Biothermal energy feasibililty - County facilities in mid-Atlantic state.

Project required three parallel activities.  One was to identify sources of fuel-possible forms of wood, available quantities, and the companies' interest in potentially contracting as a supplier.   The second was to screen county facilities for those having energy profiles matching the character of the most prevalent type(s) of potential wood fuel.  The third step was to request information for county review, from biothermal technology companies, for budget cost estimates of installed and commissioned equipment.

Renewable Energy Source Opportunities for University Campus

We were asked to evaluate how biomass thermal energy system could be incorporated into a modern campus co-generation and district heat and cooling network.  The direction changed during the first meeting; we felt the uncertainty being expressed by the university's design, sustainability and engineering team members. 
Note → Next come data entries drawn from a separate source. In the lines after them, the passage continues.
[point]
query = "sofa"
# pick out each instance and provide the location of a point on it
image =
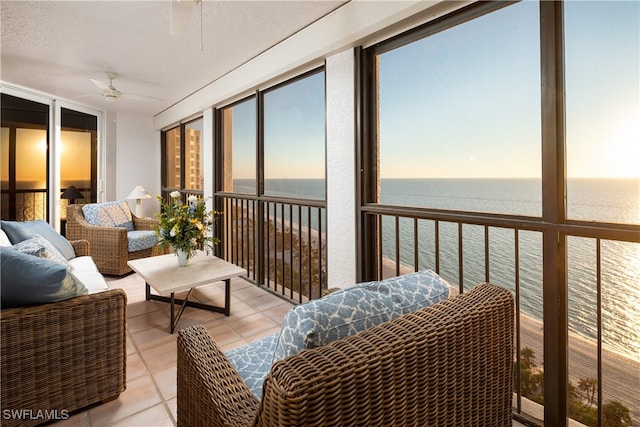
(63, 331)
(441, 362)
(114, 234)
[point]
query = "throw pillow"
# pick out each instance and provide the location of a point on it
(22, 230)
(109, 214)
(4, 239)
(357, 308)
(42, 248)
(27, 280)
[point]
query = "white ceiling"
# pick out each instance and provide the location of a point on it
(56, 47)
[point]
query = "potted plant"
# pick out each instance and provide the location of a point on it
(186, 227)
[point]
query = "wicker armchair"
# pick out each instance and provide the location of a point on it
(108, 244)
(449, 364)
(63, 356)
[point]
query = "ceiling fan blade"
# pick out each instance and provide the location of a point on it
(180, 15)
(141, 97)
(103, 86)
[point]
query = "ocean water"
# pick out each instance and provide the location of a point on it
(605, 200)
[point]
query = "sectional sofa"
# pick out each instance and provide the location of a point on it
(63, 331)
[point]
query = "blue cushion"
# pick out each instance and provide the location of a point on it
(350, 310)
(26, 280)
(253, 361)
(109, 214)
(141, 239)
(42, 248)
(18, 231)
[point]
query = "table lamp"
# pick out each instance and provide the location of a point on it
(138, 194)
(71, 194)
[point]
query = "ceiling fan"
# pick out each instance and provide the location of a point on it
(110, 93)
(181, 14)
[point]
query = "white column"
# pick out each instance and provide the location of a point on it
(341, 162)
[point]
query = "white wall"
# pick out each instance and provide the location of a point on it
(341, 169)
(331, 41)
(137, 160)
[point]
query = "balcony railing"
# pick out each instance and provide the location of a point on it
(469, 248)
(280, 241)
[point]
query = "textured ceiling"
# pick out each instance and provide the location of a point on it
(57, 46)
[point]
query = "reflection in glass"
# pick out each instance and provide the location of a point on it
(172, 158)
(239, 142)
(603, 110)
(294, 138)
(194, 169)
(459, 116)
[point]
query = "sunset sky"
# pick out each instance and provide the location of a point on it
(466, 102)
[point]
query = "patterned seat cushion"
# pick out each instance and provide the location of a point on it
(356, 308)
(141, 239)
(109, 214)
(253, 361)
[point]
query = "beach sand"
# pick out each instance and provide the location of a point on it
(620, 374)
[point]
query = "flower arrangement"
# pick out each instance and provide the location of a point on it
(186, 227)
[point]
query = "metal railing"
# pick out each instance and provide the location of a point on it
(467, 248)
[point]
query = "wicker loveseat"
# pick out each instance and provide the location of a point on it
(448, 364)
(110, 244)
(62, 356)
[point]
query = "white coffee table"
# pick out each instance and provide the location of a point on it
(163, 274)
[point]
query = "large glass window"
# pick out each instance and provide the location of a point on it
(194, 173)
(603, 110)
(294, 138)
(172, 159)
(458, 133)
(182, 157)
(602, 78)
(25, 148)
(459, 117)
(239, 142)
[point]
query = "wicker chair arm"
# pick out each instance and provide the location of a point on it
(210, 390)
(65, 355)
(430, 367)
(81, 247)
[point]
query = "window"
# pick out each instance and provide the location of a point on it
(271, 153)
(466, 173)
(239, 142)
(25, 157)
(459, 117)
(603, 110)
(294, 138)
(182, 158)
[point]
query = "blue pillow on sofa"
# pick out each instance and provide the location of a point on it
(356, 308)
(17, 231)
(27, 280)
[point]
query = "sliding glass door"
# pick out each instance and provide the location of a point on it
(38, 165)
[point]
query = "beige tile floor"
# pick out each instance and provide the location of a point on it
(150, 397)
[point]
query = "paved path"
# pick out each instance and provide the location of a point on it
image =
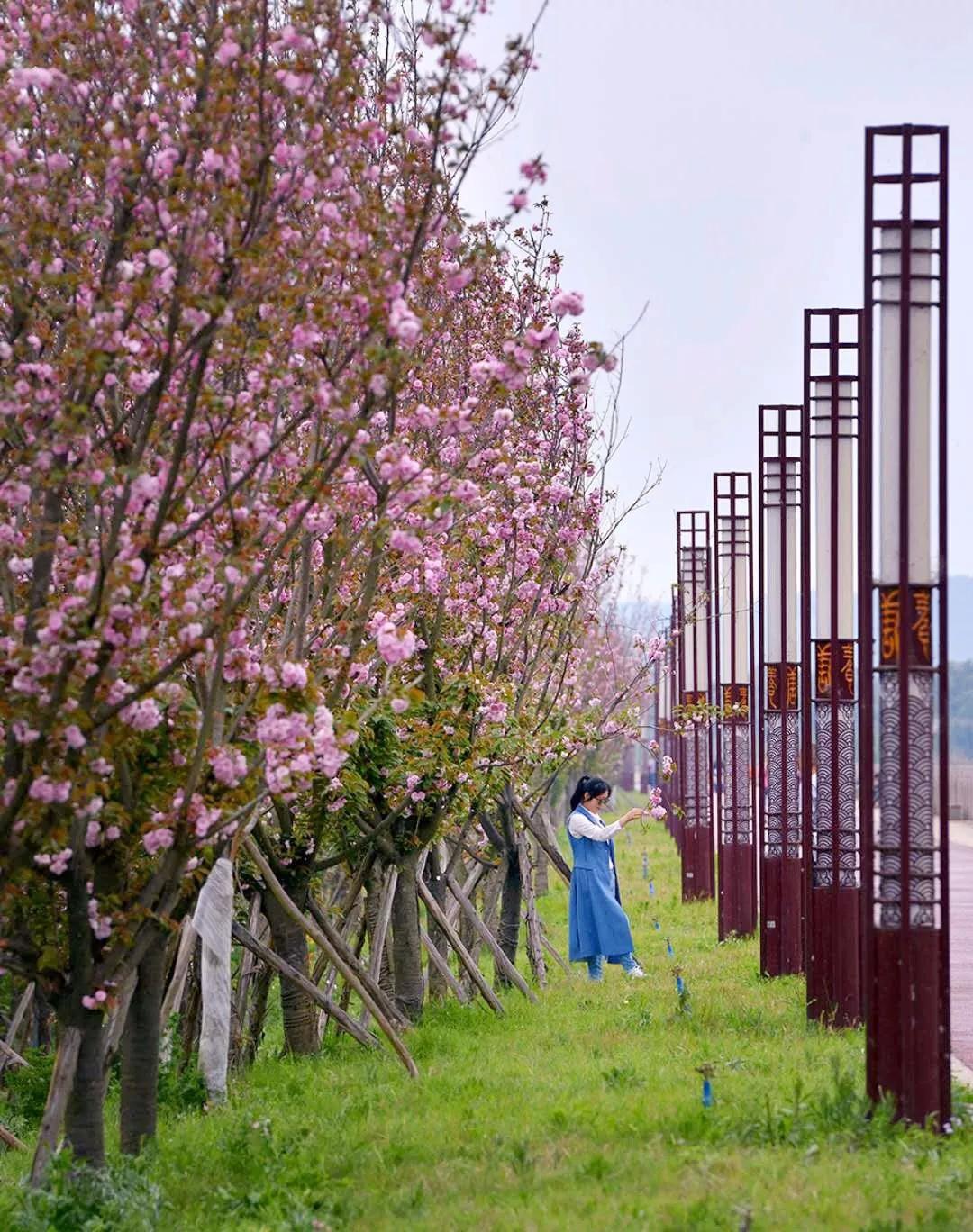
(960, 941)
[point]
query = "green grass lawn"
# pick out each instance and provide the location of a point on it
(581, 1112)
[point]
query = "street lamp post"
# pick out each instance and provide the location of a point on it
(693, 571)
(782, 491)
(734, 645)
(829, 686)
(906, 919)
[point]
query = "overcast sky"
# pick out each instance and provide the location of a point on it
(705, 156)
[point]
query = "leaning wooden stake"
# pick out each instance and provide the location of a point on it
(12, 1140)
(62, 1080)
(350, 953)
(502, 961)
(472, 881)
(381, 931)
(348, 974)
(441, 966)
(477, 974)
(177, 981)
(286, 971)
(12, 1057)
(534, 945)
(550, 949)
(534, 826)
(16, 1019)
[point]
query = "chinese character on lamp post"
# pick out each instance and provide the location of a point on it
(781, 840)
(734, 647)
(905, 850)
(832, 820)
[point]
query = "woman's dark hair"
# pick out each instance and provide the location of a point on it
(588, 786)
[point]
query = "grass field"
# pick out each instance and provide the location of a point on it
(581, 1112)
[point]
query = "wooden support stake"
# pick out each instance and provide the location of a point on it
(441, 966)
(472, 881)
(177, 982)
(550, 949)
(12, 1057)
(291, 974)
(502, 961)
(381, 931)
(554, 856)
(12, 1140)
(62, 1080)
(534, 947)
(338, 941)
(348, 973)
(477, 974)
(16, 1019)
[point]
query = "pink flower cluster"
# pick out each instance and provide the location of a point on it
(296, 747)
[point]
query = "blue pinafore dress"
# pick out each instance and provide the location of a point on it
(596, 921)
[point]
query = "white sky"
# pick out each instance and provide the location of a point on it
(707, 156)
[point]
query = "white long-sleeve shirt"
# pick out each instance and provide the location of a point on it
(582, 827)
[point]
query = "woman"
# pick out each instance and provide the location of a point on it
(597, 926)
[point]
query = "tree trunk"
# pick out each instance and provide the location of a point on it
(141, 1051)
(59, 1093)
(435, 881)
(43, 1015)
(508, 931)
(84, 1124)
(190, 1014)
(290, 941)
(407, 940)
(374, 886)
(257, 1015)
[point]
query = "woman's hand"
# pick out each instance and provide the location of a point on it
(634, 814)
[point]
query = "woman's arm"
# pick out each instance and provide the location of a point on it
(584, 828)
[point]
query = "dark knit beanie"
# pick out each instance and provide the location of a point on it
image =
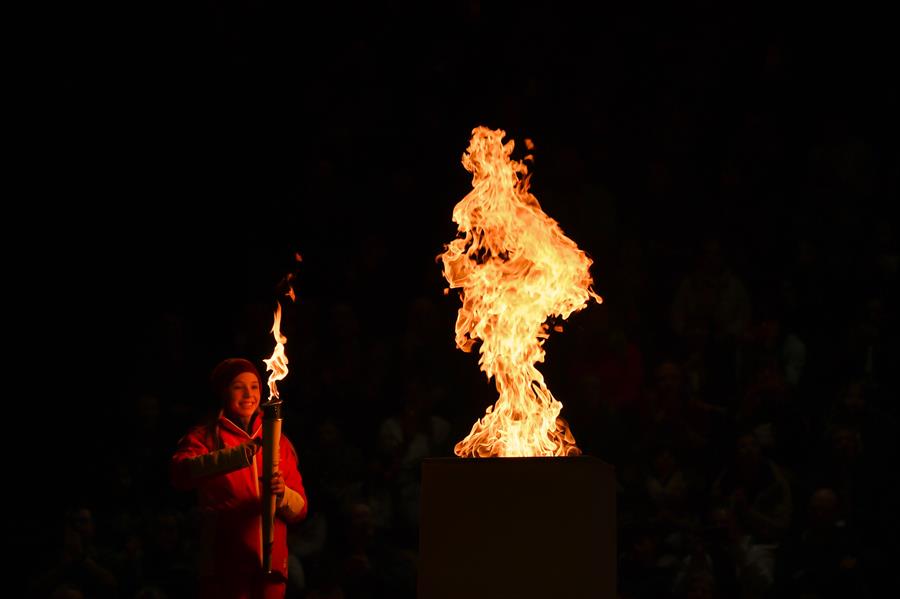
(227, 370)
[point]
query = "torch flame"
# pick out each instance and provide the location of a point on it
(277, 364)
(515, 268)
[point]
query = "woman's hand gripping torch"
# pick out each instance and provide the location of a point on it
(271, 437)
(271, 409)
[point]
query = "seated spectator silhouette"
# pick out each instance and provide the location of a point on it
(756, 489)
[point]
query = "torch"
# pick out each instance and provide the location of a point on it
(271, 409)
(271, 436)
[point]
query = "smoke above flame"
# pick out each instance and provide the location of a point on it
(515, 269)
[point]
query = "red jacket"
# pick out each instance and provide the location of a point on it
(219, 462)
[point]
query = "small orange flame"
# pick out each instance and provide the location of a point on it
(515, 268)
(277, 364)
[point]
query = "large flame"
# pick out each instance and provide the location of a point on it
(277, 364)
(515, 268)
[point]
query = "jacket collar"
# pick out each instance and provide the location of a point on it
(255, 425)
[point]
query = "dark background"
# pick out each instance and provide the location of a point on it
(189, 151)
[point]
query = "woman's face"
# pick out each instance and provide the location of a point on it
(242, 397)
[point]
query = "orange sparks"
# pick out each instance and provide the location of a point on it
(515, 269)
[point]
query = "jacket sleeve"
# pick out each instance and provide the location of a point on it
(292, 507)
(193, 461)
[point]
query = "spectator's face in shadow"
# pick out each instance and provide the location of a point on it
(748, 454)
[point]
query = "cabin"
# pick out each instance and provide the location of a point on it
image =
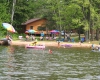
(36, 24)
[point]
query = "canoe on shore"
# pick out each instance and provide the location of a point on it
(35, 47)
(5, 42)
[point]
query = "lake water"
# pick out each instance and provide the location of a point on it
(19, 63)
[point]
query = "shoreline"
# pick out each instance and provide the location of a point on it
(51, 43)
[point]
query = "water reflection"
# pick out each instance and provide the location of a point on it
(18, 63)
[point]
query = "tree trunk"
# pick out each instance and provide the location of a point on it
(97, 34)
(86, 35)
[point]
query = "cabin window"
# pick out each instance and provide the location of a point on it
(31, 27)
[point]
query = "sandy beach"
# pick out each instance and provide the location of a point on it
(51, 43)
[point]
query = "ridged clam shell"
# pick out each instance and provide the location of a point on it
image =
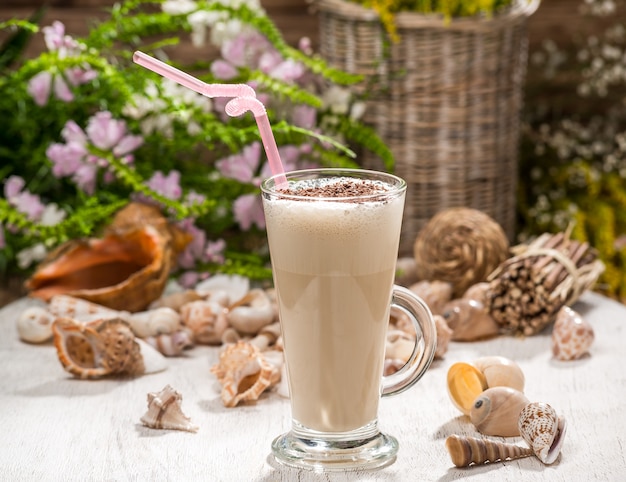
(165, 411)
(466, 451)
(572, 336)
(244, 373)
(543, 430)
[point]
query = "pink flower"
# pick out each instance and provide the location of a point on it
(168, 186)
(242, 166)
(39, 87)
(248, 210)
(223, 70)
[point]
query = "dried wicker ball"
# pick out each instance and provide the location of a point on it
(461, 246)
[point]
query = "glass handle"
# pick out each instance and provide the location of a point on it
(425, 342)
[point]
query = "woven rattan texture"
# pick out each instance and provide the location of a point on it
(446, 99)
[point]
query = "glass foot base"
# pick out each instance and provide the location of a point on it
(322, 454)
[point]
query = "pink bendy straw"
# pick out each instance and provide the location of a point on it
(244, 100)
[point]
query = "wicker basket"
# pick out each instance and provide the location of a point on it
(446, 99)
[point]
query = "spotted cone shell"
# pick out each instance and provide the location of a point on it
(543, 430)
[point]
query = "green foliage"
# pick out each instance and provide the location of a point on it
(195, 140)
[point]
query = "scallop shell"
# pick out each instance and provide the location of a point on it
(496, 411)
(469, 320)
(543, 430)
(434, 293)
(466, 451)
(165, 412)
(500, 371)
(206, 319)
(244, 373)
(123, 271)
(34, 325)
(465, 383)
(101, 348)
(572, 336)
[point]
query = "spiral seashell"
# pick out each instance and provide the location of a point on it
(496, 411)
(34, 325)
(500, 371)
(165, 411)
(244, 373)
(466, 451)
(543, 430)
(572, 336)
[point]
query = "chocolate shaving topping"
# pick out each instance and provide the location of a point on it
(339, 189)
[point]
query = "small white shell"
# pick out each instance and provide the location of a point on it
(251, 313)
(543, 430)
(155, 322)
(165, 412)
(34, 325)
(572, 336)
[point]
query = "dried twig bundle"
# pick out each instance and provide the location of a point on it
(526, 291)
(460, 246)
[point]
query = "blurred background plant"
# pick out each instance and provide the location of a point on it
(84, 131)
(573, 160)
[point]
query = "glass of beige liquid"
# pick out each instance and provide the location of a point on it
(333, 237)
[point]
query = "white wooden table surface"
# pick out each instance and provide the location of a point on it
(54, 427)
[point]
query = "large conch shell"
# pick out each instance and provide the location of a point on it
(165, 412)
(127, 269)
(496, 411)
(103, 347)
(244, 373)
(466, 451)
(543, 430)
(466, 381)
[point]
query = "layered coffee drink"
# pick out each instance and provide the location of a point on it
(334, 244)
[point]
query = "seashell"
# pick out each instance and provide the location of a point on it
(466, 451)
(465, 384)
(175, 300)
(34, 325)
(171, 344)
(477, 292)
(268, 335)
(500, 371)
(155, 322)
(124, 270)
(469, 320)
(572, 336)
(444, 335)
(434, 293)
(66, 306)
(543, 430)
(234, 287)
(244, 373)
(251, 313)
(101, 348)
(165, 412)
(206, 319)
(496, 411)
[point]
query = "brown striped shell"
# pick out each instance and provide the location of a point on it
(466, 451)
(543, 430)
(244, 373)
(98, 348)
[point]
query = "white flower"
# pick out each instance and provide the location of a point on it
(31, 255)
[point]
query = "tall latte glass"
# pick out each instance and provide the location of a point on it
(333, 237)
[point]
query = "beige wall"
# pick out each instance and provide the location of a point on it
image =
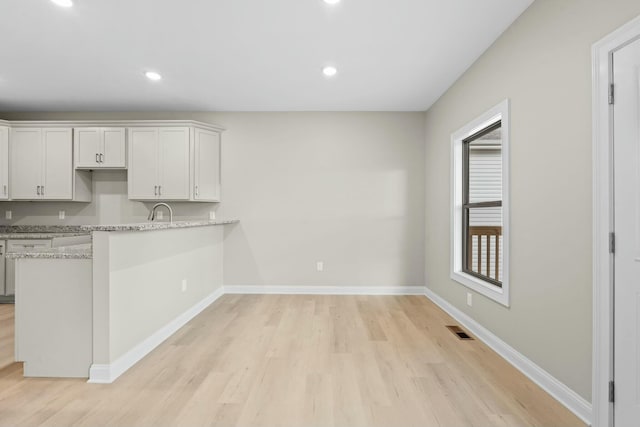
(543, 64)
(343, 188)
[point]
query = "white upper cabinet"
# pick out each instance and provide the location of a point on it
(27, 163)
(159, 163)
(174, 163)
(4, 163)
(206, 166)
(42, 166)
(173, 182)
(100, 148)
(143, 164)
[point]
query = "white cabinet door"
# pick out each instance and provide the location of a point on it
(87, 147)
(4, 163)
(26, 156)
(143, 163)
(174, 164)
(58, 164)
(113, 152)
(207, 166)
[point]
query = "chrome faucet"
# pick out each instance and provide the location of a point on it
(152, 214)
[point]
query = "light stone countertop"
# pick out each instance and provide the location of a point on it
(68, 252)
(39, 235)
(149, 226)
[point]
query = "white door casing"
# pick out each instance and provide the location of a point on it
(626, 148)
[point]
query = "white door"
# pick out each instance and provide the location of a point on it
(58, 164)
(143, 164)
(626, 63)
(207, 165)
(87, 147)
(113, 148)
(174, 164)
(4, 163)
(26, 164)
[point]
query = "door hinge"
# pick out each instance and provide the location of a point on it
(611, 94)
(612, 243)
(611, 392)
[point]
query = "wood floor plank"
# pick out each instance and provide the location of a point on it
(287, 360)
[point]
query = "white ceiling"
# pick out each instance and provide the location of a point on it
(241, 55)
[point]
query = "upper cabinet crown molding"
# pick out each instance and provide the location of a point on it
(112, 123)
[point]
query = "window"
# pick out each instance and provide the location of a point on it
(480, 182)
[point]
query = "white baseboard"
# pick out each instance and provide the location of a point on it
(324, 290)
(563, 394)
(106, 374)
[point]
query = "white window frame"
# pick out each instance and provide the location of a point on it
(498, 113)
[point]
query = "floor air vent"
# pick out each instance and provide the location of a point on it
(457, 330)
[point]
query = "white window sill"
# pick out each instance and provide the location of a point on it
(484, 288)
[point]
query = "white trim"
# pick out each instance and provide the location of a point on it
(498, 113)
(559, 391)
(106, 374)
(602, 74)
(324, 290)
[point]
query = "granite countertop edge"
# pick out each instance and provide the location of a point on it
(150, 226)
(51, 254)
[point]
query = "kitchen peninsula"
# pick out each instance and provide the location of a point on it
(95, 309)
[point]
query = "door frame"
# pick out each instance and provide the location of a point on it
(602, 191)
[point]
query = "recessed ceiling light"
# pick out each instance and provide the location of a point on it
(63, 3)
(329, 71)
(152, 75)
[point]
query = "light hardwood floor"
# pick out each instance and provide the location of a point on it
(257, 360)
(6, 335)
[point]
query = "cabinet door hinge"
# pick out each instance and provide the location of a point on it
(611, 94)
(611, 392)
(612, 243)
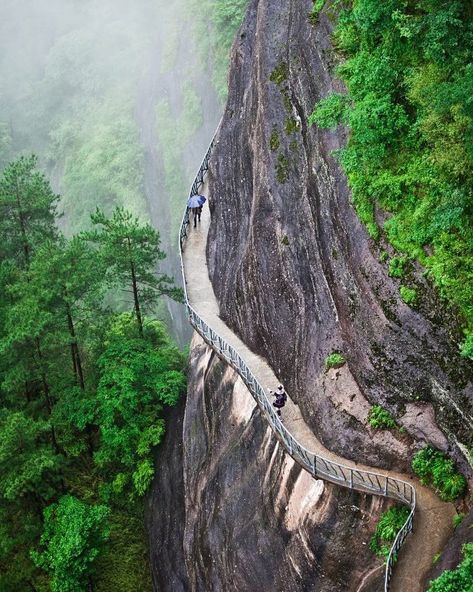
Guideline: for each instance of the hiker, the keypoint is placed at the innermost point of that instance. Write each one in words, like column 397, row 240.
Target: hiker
column 197, row 214
column 281, row 398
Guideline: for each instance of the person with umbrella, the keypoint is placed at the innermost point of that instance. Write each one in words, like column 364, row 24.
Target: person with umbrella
column 195, row 203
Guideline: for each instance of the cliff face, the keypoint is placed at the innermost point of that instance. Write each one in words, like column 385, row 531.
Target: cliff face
column 297, row 278
column 294, row 270
column 231, row 511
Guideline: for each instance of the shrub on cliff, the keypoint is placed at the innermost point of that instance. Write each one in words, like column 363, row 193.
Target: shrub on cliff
column 408, row 70
column 436, row 469
column 459, row 579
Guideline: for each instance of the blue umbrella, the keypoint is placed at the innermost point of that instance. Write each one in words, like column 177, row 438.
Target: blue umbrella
column 195, row 201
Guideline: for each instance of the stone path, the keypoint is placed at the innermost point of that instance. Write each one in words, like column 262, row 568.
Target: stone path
column 433, row 518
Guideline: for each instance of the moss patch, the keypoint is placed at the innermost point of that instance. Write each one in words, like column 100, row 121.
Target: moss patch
column 280, row 73
column 282, row 169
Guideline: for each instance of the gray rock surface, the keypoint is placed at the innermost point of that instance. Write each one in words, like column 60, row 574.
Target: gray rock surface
column 294, row 270
column 297, row 278
column 248, row 518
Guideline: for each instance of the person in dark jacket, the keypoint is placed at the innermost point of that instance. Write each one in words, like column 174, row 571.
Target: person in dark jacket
column 281, row 398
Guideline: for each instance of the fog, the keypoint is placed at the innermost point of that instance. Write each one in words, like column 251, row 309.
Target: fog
column 115, row 98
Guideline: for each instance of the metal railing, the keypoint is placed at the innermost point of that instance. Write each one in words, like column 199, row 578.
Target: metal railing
column 317, row 466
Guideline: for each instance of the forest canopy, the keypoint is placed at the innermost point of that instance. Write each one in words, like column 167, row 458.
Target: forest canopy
column 85, row 378
column 408, row 70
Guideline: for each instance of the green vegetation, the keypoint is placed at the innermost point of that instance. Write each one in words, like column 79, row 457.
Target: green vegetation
column 216, row 23
column 314, row 13
column 292, row 125
column 436, row 469
column 408, row 295
column 334, row 360
column 84, row 384
column 73, row 535
column 459, row 579
column 380, row 419
column 397, row 267
column 280, row 73
column 407, row 69
column 282, row 168
column 387, row 528
column 458, row 519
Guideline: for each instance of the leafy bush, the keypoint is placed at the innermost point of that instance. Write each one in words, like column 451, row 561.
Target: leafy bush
column 314, row 13
column 334, row 360
column 397, row 266
column 458, row 519
column 274, row 140
column 409, row 78
column 459, row 579
column 74, row 533
column 388, row 526
column 280, row 73
column 408, row 295
column 380, row 419
column 436, row 469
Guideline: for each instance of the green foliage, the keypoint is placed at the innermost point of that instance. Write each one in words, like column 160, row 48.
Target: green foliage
column 27, row 207
column 387, row 528
column 314, row 13
column 408, row 295
column 28, row 463
column 82, row 387
column 216, row 23
column 138, row 377
column 436, row 469
column 127, row 541
column 408, row 75
column 329, row 113
column 130, row 252
column 73, row 535
column 459, row 579
column 292, row 126
column 282, row 169
column 380, row 419
column 397, row 266
column 334, row 360
column 280, row 73
column 458, row 519
column 274, row 140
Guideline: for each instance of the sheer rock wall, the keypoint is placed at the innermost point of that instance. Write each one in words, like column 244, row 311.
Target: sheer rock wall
column 298, row 278
column 230, row 511
column 295, row 272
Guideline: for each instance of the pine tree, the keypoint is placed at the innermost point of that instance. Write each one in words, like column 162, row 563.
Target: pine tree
column 130, row 251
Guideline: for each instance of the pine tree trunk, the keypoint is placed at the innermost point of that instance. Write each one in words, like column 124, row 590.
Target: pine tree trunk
column 47, row 392
column 136, row 299
column 26, row 248
column 76, row 360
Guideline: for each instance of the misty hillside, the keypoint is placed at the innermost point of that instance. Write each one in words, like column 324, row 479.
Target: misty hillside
column 236, row 321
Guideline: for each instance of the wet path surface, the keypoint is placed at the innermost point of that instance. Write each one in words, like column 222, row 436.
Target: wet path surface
column 433, row 518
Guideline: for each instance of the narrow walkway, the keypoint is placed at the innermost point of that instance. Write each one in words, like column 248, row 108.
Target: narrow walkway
column 433, row 518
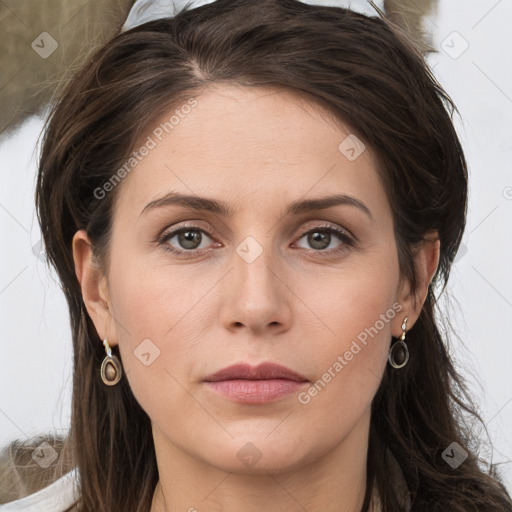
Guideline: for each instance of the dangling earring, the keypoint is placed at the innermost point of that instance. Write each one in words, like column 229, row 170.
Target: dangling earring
column 399, row 353
column 111, row 370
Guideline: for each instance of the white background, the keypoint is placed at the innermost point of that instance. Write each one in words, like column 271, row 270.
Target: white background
column 35, row 360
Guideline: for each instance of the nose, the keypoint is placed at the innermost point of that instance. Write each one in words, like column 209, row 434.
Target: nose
column 256, row 295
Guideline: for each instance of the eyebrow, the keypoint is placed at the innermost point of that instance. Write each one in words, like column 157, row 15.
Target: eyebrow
column 220, row 208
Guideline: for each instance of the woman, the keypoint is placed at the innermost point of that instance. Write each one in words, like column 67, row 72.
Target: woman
column 249, row 206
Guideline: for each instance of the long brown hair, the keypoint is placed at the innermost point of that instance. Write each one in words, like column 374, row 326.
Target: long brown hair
column 365, row 72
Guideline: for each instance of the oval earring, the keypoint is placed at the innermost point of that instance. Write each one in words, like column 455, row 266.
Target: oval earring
column 111, row 370
column 399, row 353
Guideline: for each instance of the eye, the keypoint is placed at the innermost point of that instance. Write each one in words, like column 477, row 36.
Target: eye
column 191, row 239
column 320, row 237
column 188, row 239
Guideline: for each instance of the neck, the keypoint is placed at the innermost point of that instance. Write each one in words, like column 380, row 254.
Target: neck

The final report characterized campus energy requirements by end purposing and consistency of flow over time.  Considering future requirements, the range of renewable source options was evaluated on the capacity of each type (i.e. solar thermal, pv, wind, high temperature geothermal, geothermal heat pump, biogas and woody biomass) to meet the primary loads, which are heat, service hot water and cooling.  Data was included on renewable energy systems installed on other university campuses.           

Wood Energy as a Tool in Austrian Forest Improvement
:

Organized and co-led week-long tour of Austrian renewable energy sites including advanced wood combustion systems, and managed forests from which they are affordably fueled, for combined group of 14 American energy and forestry professionals representing three universities, federal and state government, private business and forest landowners.

Published "The Missing Link in Wood Energy: Architects and Energy Professionals" with Dan Richter, 2010.

Report for USDA Forest Service on national survey of building and energy design professionals about specifying wood as a modern HVAC source.

District renewable heat:
Helped school district consider, then implement (1987 decision) the first modern wood fired district heating system, connecting two school buildings  in northeast Pennsylvania.

Publications: 
Partial list on our "Ideas and Insights" page.

Book collaboration:
Lead author of Chapter 2, Sustainability, Cold Climate Buildings Design Guide.  ASHRAE, 2015

Education:
Master of Forestry degree from the Duke University School of Forestry, 1977.
Bachelor of Arts, Gettysburg College, 1970.


Professional Registration, Affiliations:
North Carolina Registered Forester, # 408, Society of American Foresters, Forest Guild, PA Council of Professional Foresters, American Society of Heating, Refrigeration and Air Conditioning Engineers, Pennsylvania Forest Products Association, North Carolina Forestry Association.